Looks like a good setup, thanks for sharing!

Tim


----------



## Charles scozzari (Feb 6, 2022)

Thanks Tim, without that back leg when you tighten down it tips the magnet up. with the back leg it keeps the magnet flat on the table.  Thanks again for the like.


----------



## Manual Mac (Feb 7, 2022)

I like it!
when I worked at a Caterpillar dealer I made something similar, cut a couple of big “C” clamps in half and would weld them down to help when re-skinning bulldozer faces & many other uses.


----------



## wachuko (Feb 7, 2022)

Very nice!!!  I did not even think about making one... I just got one of those inexpensive units...  

You answered a question I had with that bolt in the back...  I was not sure what that was for.


----------



## Charles scozzari (Feb 7, 2022)

Hello, the new style magnets are great. I've never seen this setup but it is very useful. Holding those chassis tabs was always a pain, these new magnets are great.

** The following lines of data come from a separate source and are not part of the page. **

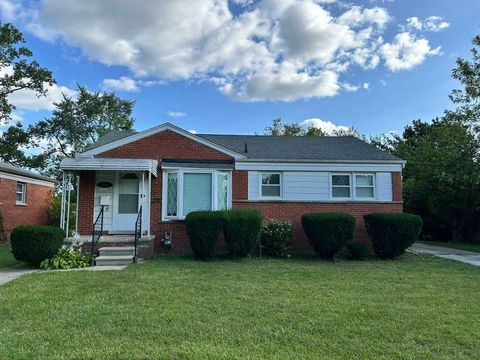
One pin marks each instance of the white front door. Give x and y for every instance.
(127, 201)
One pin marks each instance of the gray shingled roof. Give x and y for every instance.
(8, 168)
(321, 148)
(111, 136)
(325, 148)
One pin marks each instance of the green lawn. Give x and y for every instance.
(461, 246)
(419, 307)
(6, 257)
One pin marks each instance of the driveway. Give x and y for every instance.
(466, 257)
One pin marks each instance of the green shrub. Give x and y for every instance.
(3, 235)
(277, 237)
(54, 213)
(328, 233)
(241, 229)
(204, 228)
(67, 258)
(358, 251)
(392, 233)
(33, 244)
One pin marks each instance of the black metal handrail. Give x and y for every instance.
(96, 234)
(138, 233)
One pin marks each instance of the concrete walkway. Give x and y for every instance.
(467, 257)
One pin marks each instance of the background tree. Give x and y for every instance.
(77, 122)
(18, 72)
(278, 128)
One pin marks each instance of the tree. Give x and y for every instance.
(278, 128)
(17, 71)
(468, 99)
(78, 122)
(12, 142)
(441, 176)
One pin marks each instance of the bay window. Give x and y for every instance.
(192, 190)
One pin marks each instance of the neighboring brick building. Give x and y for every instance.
(24, 197)
(169, 172)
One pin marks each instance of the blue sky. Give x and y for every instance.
(233, 66)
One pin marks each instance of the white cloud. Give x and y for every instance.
(326, 126)
(406, 52)
(431, 23)
(28, 100)
(122, 84)
(271, 50)
(176, 113)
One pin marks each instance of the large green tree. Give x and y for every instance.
(79, 121)
(18, 71)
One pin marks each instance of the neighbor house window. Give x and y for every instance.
(21, 193)
(341, 186)
(189, 190)
(364, 188)
(271, 185)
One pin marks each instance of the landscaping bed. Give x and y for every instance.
(176, 308)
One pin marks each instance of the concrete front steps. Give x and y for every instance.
(111, 256)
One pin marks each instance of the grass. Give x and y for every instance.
(6, 257)
(460, 246)
(419, 307)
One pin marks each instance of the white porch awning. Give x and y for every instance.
(82, 163)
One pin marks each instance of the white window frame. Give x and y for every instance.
(24, 193)
(353, 186)
(180, 173)
(373, 186)
(331, 186)
(260, 185)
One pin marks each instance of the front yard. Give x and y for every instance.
(175, 308)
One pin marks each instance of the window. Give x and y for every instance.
(364, 188)
(341, 186)
(191, 190)
(197, 192)
(21, 193)
(172, 194)
(270, 185)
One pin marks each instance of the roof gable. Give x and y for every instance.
(104, 145)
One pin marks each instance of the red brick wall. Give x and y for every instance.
(34, 212)
(166, 145)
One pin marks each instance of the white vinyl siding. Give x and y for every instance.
(316, 186)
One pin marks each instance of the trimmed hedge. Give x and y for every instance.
(328, 233)
(204, 228)
(33, 244)
(392, 233)
(241, 229)
(277, 237)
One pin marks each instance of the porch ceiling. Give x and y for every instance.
(82, 163)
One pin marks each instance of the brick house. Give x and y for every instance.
(24, 197)
(167, 172)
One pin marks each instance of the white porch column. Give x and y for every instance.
(149, 199)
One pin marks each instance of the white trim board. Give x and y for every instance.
(25, 179)
(319, 166)
(156, 130)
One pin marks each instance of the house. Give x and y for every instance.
(24, 197)
(161, 174)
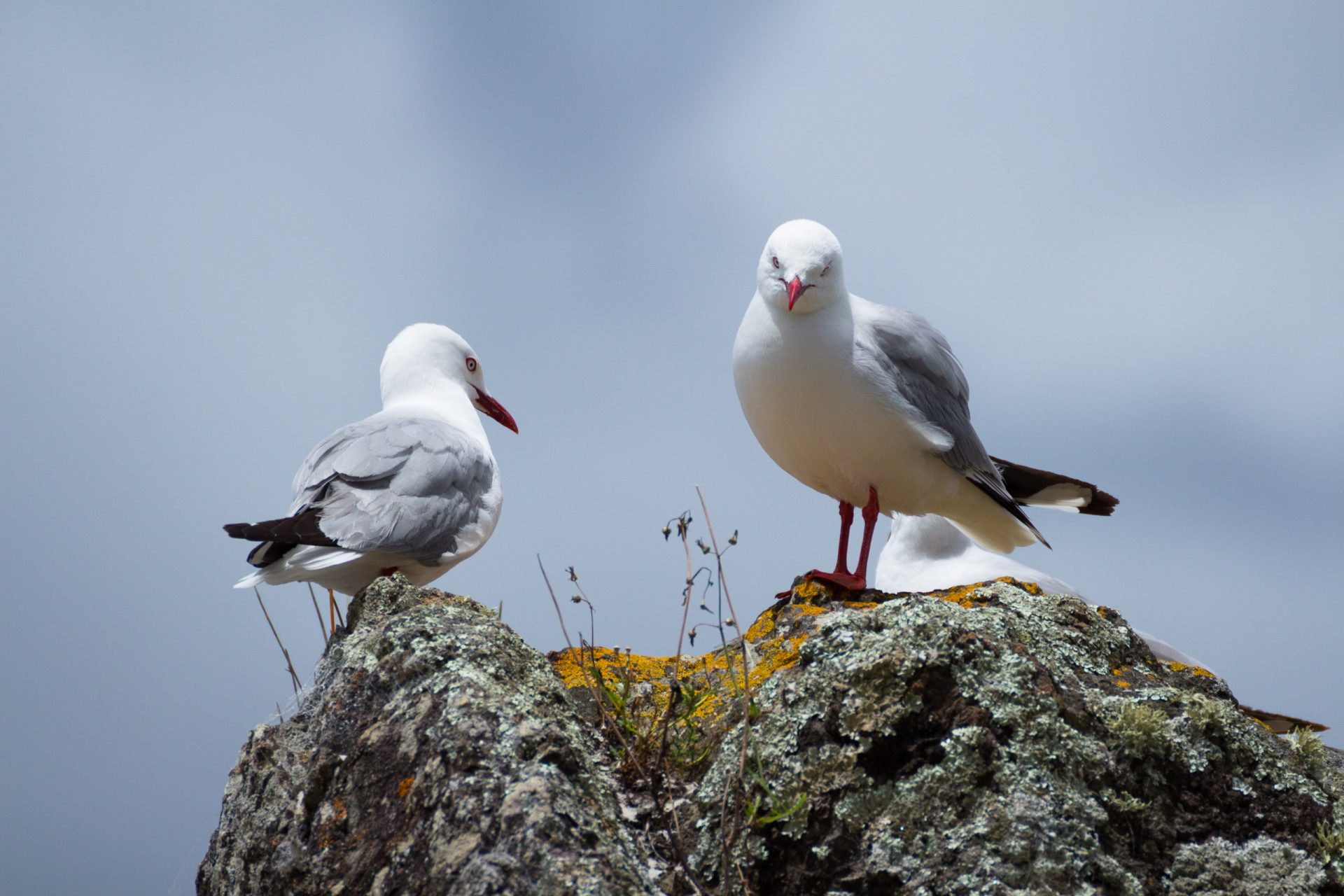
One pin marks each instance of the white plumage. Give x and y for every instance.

I went with my design because I prefer a solid welding surface over the perforated style.  Thanks,   Charlie


----------



## Charles scozzari (Feb 7, 2022)

Manual Mac said:


> I like it!
> when I worked at a Caterpillar dealer I made something similar, cut a couple of big “C” clamps in half and would weld them down to help when re-skinning bulldozer faces & many other uses.


That was a great idea.


----------